[fic] in the past.

Oct 14, 2008 05:12

title→ in the past.
pairing(s)→ Arioka Daiki x Asaka Kodai.
prompt→ Miley Cyrus - Bottom of the Ocean (It's been in the past for a while / I get a flash and I smile / am I crazy? / still miss you baby)
summary→ I've been misplaced and put in a life that doesn't have Asaka.

notes→ ...I should start counting how many days until someone kills me for all the angst I write. XD Kinda brought on by the anniversary of HSJ's formation, I guess. Though I've had the idea for it before then. Maa, anyway! I don't know what to think of it, but I guess I like the mood. It didn't go the way I wanted it, actually, but it's decent. Miia will kill me for it if she reads it. Ecchi, you can have the boys now XDD



I blink a few times and glance down at the hand I'm holding as I walk; small, warm and so unsettlingly different that I nearly stop walking. I don't know what brought it on, but I squeeze the hand just a tiny bit tighter and look back in front of me, continuing to walk as my lips curve into a smile.

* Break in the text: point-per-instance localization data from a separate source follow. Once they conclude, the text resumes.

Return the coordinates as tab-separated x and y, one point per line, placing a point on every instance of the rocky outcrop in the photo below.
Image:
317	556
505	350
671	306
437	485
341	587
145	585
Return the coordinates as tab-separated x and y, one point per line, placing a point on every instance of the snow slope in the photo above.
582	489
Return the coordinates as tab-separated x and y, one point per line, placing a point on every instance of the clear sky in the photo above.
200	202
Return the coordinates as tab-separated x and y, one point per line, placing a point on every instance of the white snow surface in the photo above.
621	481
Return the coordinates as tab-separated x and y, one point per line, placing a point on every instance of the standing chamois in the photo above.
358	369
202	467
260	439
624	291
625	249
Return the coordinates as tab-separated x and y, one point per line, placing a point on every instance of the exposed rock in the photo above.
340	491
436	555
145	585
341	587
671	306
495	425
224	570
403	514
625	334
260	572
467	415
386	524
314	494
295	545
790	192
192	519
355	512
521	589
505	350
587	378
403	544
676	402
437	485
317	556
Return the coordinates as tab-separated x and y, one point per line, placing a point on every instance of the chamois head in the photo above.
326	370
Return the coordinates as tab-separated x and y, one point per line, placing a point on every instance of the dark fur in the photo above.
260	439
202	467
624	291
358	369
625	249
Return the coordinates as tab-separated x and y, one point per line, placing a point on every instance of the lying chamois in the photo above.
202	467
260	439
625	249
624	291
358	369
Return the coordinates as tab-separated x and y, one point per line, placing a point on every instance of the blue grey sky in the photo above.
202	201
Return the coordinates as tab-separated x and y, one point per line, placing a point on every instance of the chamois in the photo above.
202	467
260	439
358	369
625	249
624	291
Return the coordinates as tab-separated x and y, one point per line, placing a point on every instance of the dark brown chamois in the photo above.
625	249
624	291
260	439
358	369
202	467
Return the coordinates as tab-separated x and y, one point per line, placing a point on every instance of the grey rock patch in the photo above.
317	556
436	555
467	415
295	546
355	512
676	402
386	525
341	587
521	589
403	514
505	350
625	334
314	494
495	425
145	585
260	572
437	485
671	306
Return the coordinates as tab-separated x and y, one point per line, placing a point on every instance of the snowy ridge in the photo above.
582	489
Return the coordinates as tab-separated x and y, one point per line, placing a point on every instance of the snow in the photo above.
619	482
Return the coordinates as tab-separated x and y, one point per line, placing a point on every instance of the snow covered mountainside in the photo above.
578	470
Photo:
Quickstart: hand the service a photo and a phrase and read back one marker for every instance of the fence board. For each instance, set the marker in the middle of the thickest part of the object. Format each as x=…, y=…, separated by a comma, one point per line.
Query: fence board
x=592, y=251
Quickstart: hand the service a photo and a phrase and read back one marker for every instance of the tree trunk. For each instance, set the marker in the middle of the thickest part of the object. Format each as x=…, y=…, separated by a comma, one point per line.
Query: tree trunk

Asaka's fingers are long and slim, a slightly awkward fit for my smaller hands, but nevertheless it feels so perfect that I don't want to ever let go of his hand. Our intertwined fingers make me feel like I'm safe as long as I feel the warmth of his hand pressed against mine, the warmth of his smile as we walk side by side.

I glance down again, just for a second, and let out a tiny sigh - Chinen's hand and fingers are nothing like Asaka's.

I pull a magazine from the small pile on the table. My turn to be interviewed isn't until after a few of the other members are done, so flipping through a magazine will be entertaining enough until then. It's an old magazine, I realize, as I see Hikaru and Yabu in a Ya-Ya-yah shoot, then I flip a few pages and hear my heart pounding in my ears when I open the J.J.Express shoot. I want to close the magazine and find a way to slide it into my bag without anyone noticing, but I know I can't. I hear my name and look up at Yamada happily chitchatting about something or other I did with him to the interviewer, then I look back down at the magazine, where all our smiling faces look back up at me.

I watch Asaka's face carefully as he talks with the interviewer, laughing every once in a while. Asaka has this way of smiling and laughing where you can feel it almost floating out of him into the air around him, enough to make you smile or laugh with him. I smile as he mentions my name; both he and the interviewer glance at me, waiting for me to give a comment. I stick out my tongue at Asaka and make a comment about him in return, to which they laugh at, then the interviewer asks something else and Asaka moves onto that topic.

I settle back into watching Asaka - this is enough for me, memorizing every line of Asaka's face and how beautiful he is when he glances at me just long enough for me to notice how I'm staring at him and his face slowly turns pink, but he smiles at me and I can't help but smile back.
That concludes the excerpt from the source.